Books 2-5; World History up to the author's own time.
Books 6-7; Historiography of the Berbers and the Maghreb.
His books have some importance for East Africa but he only knows Mogadishu, Mombasa, Sofala.
Al-Muqaddim (Introduction)
Taken from: The Muqaddimah: Transl. Franz Rosenthal
Also called: Ibn Khaldun, Ibn Haldun, Ibn Khaldoun: Al Makkadima, Al Makaddima
The book is also called : Prolegomenes de l'Histoire des Berbers.

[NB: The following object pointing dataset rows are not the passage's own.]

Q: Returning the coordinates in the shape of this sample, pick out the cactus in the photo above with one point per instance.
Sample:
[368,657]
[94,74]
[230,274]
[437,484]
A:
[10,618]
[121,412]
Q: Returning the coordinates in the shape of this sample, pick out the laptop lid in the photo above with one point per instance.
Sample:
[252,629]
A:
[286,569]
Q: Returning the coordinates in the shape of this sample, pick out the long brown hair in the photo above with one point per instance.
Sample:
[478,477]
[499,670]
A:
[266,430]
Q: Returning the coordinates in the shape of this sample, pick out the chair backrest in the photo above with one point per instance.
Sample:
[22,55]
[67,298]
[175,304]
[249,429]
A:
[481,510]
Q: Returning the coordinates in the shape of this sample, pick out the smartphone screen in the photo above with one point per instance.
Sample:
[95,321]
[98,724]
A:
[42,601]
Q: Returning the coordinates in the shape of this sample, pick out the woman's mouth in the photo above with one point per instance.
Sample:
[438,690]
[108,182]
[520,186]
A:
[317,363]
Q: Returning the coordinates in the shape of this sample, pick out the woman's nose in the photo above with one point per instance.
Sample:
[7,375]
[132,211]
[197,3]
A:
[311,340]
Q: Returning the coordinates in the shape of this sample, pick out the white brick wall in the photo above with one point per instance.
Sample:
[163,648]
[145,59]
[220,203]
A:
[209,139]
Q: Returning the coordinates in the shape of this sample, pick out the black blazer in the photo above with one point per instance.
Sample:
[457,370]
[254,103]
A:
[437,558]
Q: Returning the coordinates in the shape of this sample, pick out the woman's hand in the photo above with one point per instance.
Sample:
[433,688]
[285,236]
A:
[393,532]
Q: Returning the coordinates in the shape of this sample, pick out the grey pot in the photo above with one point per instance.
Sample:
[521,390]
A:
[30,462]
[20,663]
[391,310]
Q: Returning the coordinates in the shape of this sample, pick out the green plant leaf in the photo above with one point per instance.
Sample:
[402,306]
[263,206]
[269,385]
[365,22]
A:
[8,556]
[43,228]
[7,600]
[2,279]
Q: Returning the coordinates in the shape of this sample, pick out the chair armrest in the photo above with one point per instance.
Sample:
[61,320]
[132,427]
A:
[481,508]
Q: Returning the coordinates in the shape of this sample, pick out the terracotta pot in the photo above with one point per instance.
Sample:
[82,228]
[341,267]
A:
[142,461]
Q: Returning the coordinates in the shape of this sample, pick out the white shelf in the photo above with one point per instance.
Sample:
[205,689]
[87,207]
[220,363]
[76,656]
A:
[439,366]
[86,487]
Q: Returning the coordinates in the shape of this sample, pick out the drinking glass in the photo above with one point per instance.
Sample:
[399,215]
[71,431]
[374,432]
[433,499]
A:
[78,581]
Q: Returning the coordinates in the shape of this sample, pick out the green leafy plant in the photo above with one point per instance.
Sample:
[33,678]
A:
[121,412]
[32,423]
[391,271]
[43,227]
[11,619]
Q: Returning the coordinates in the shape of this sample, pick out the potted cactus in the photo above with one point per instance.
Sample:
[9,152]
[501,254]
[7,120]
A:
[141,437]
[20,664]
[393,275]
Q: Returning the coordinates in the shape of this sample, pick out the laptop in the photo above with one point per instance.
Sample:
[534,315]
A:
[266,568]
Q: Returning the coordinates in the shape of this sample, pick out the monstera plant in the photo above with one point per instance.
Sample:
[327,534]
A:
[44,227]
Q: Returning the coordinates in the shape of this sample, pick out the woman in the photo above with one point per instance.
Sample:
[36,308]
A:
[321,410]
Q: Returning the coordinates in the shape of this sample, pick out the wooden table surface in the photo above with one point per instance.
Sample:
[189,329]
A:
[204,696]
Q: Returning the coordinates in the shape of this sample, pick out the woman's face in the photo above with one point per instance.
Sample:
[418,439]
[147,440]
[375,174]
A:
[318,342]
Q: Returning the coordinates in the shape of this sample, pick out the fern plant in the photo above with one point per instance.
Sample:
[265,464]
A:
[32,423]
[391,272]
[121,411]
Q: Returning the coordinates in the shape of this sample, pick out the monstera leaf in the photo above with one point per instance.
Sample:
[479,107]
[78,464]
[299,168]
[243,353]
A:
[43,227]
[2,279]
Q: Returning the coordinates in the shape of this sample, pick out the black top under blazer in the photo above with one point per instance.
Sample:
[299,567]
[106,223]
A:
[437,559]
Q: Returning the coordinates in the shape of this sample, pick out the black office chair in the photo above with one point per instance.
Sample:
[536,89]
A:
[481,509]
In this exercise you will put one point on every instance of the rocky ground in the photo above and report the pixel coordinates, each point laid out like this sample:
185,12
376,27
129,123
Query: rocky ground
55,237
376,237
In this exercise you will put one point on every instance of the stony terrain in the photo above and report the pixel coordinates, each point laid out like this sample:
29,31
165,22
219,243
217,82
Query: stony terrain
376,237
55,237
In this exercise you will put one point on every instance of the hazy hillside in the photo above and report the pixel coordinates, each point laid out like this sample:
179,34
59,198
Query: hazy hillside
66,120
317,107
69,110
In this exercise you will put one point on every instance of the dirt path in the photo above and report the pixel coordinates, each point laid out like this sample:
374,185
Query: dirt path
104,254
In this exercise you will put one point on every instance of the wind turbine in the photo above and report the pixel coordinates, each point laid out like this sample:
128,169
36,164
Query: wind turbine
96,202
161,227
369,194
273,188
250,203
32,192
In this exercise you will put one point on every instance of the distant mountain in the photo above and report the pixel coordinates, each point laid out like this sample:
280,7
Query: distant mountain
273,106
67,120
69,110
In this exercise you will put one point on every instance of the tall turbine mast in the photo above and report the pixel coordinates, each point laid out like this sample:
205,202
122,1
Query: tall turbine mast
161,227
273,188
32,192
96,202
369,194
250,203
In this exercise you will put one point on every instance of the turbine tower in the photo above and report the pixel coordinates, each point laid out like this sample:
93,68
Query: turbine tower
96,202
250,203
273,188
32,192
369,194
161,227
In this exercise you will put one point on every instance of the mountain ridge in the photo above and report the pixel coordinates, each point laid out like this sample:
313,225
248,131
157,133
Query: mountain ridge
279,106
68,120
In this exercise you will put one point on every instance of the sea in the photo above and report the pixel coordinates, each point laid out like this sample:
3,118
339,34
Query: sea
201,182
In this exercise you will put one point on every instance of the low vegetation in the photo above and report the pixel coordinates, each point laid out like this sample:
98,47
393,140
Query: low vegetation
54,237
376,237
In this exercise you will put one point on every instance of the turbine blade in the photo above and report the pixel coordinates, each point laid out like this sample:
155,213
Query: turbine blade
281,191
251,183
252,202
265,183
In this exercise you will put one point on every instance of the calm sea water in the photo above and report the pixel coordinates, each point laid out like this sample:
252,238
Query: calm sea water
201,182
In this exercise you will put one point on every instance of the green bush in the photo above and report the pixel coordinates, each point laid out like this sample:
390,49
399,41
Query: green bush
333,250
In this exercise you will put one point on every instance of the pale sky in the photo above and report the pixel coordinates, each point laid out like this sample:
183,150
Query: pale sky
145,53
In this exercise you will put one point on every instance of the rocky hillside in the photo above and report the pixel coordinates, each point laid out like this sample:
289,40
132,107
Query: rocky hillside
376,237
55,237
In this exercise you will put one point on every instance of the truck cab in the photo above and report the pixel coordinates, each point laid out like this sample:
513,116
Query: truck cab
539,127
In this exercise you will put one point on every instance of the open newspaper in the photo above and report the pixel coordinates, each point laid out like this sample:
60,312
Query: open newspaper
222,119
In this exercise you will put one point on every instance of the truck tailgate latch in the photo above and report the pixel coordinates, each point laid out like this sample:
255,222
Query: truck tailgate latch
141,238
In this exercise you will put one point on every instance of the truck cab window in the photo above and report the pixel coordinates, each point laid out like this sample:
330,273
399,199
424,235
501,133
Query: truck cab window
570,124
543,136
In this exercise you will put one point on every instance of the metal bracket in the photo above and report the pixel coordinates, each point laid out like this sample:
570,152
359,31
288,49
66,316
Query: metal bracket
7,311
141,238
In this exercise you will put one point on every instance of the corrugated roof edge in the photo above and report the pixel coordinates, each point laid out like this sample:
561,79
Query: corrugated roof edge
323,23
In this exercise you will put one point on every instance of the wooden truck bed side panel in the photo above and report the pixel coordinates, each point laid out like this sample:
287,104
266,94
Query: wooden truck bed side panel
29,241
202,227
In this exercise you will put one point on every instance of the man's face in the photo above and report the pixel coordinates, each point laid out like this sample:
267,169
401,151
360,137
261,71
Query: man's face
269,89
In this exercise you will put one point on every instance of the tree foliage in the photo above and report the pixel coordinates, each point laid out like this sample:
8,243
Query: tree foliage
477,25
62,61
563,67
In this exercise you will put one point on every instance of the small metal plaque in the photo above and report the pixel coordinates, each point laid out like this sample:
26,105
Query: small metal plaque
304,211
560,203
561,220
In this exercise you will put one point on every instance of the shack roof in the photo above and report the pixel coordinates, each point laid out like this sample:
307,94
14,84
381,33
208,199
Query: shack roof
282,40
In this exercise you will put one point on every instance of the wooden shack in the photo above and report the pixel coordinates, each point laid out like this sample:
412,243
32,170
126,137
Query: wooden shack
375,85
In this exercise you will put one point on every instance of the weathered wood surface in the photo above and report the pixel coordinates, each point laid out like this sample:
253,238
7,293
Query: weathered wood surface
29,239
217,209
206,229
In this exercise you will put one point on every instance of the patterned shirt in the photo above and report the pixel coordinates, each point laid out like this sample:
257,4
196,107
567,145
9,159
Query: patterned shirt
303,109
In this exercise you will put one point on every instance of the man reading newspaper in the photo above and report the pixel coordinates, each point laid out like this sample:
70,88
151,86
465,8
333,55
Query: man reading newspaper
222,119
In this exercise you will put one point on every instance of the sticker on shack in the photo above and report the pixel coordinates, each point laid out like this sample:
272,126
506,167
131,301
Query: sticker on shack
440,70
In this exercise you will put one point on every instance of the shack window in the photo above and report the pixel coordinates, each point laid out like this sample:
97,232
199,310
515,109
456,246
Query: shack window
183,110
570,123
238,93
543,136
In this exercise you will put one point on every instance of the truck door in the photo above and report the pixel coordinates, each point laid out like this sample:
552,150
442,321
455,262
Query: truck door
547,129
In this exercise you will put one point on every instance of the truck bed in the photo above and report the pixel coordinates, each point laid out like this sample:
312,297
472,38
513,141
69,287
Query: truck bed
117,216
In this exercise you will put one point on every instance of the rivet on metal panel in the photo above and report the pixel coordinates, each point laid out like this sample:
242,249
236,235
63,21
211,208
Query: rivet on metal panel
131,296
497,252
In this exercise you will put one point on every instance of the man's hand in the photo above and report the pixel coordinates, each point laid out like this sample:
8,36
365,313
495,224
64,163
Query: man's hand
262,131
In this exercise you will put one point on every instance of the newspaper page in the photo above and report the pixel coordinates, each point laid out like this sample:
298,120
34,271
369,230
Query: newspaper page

Note: this is the first volume of his Kitab al Ibar
P89
SECOND PREFATORY DISCUSSION
The parts of the earth where civilization is found. Some information about oceans, rivers, and zones
P91-92
From the Surrounding Sea, they say, a large and wide Sea flows on the east at 13 deg. north of the equator. It flows a little towards the south, entering the first zone. Then it flows west within the first zone until it
reaches the country of the Abyssinians and the Negroes and Bab al-Mandeb (1) in the fifth section of the first zone, 4,500 parasangs (2) from its starting point. This sea is called the Chinese, Indian, or Abyssinian sea. It is
bordered on the south by the country of the
Zendjs and the country of Berbera which Imru'ul-Qays (3) mentioned in his poem. These Berbers do not belong to the Berbers who make up the tribes in the Maghrib. The sea is then bordered by the town of Maqdachou (Mogadishu), the land of
Sofala, the places of the Quaq-Quaq (waqwaq) and
other people, after which there is nothing then deserts and waste. On the north where it starts it is bordered by China then Eastern and Western India and then by the coast of Yemen-that is al-Ahqaf
(4), Zabid (5), and other cities. Where it ends, it is bordered by the country of the Zendjs and beyond them the Beja (6).
The Nile begins at a large mountain, sixteen degrees beyond the equator at the boundary of the fourth section of the first zone. This mountain is called the Mountain of Qumr. No higher mountain is known on earth. Many
springs issue from the mountain, some of them flowing into one lake there, and some of them into another lake. From these two lakes, several rivers branch off, and all of them flow into a lake at the equator which
is at the distance of a ten days journey from the mountain.
From that lake, two rivers issue. One of them through Egypt... The other river turns westward, flowing due west until it flows into the surrounding sea.
P93
SUPPLEMENTARY NOTE TO THE SECOND PREFATORY DISCUSSION
The northern quarter of the earth has more civilization than
the southern quarter.
P101
The first zone
The first section of the first zone contains the mouth of the
Nile which has its origin in the Mountain of the Qumr, as we have mentioned. (This Nile) is called the Sudanese Nile…. The city of Sila,Takrur (7) and Ghanah are situated along this Nile.
p102
That river (Nil) comes from the mountain of al-Komr 16 deg. south of the equator. People disagree on the pronunciation. Some say al-Kamar, they think the mountain got its name from the moon, because it is very
white. In the Mostarik Yakut (8) writes al-Komr which is also the name of a people in India. Ibn Said (9) uses this last way of writing.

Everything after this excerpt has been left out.